The creation and acquisition of patient data raises several ownership and privacy concerns. One of
the greatest challenges regarding acquisition of clinical data is the Health Insurance Portability and
Accountability Act (HIPAA), which mandates security and privacy of patient data. The act requires all
health plans, clearinghouses, and providers of healthcare services to adopt national standards for
electronic transactions and information security by mid-2004. Technologies that support user
authentication, from password-protection schemes to biometric security technologies and data
encryption are key to ensuring compliance with the act. Although there is not yet a parallel guideline
for genomic data, it is likely that legislation in this area will materialize as soon as public awareness
of the privacy issues becomes widely apparent.
Use
Once clinical and genomic data are captured, they can be put to a variety of immediate uses, from
simulation, statistical analysis, and visualization to communications. Issues at this stage of the data
life cycle include intellectual property rights, privacy, and distribution.
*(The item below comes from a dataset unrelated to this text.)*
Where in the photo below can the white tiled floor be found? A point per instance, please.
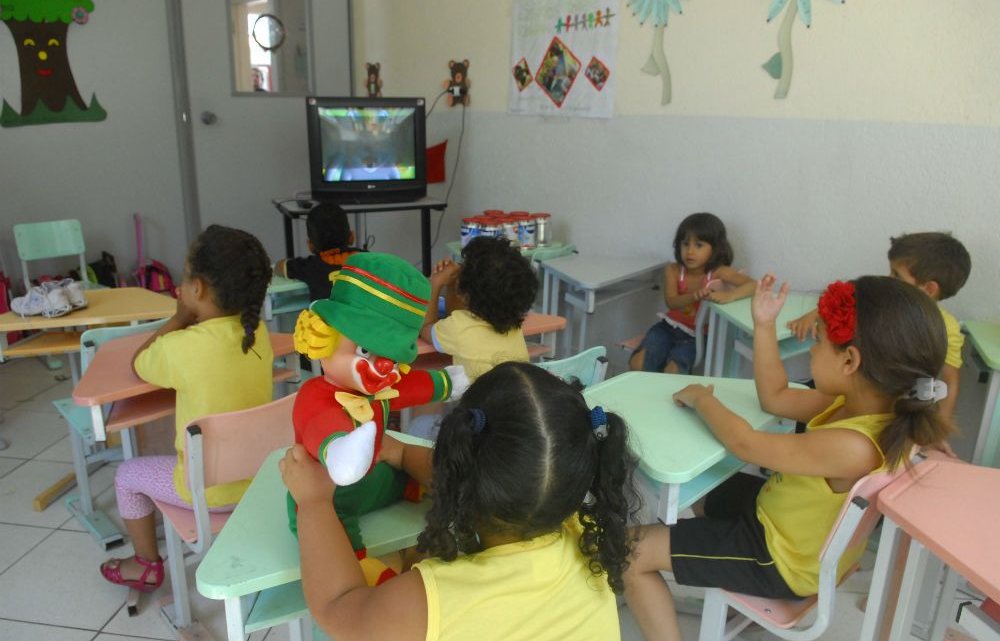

For example, unless patients
have expressly given permission to have their names used, microarray data should be identified by
ID number through a system that maintains the anonymity of the donor.
Data Modification
Data are rarely used in their raw form, without some amount of formatting or editing. In addition,
data are seldom used only for their originally intended purpose, in part because future uses are
difficult to predict. For example, microarray data may not be captured expressly for comparison with
clinical pathology data, but it may serve that purpose well. The data dictionary is one means of
modifying data in a controlled way that ensures standards are followed. A data dictionary can be
used to tag all microarray data with time and date information in a standard format so that they can
be automatically correlated with clinical findings (see
Figure 2-9
).
Figure 2-9. Data Dictionary-Directed Data Modification. The time and date
header for microarray data can be automatically modified so that it can be
easily correlated with clinical findings.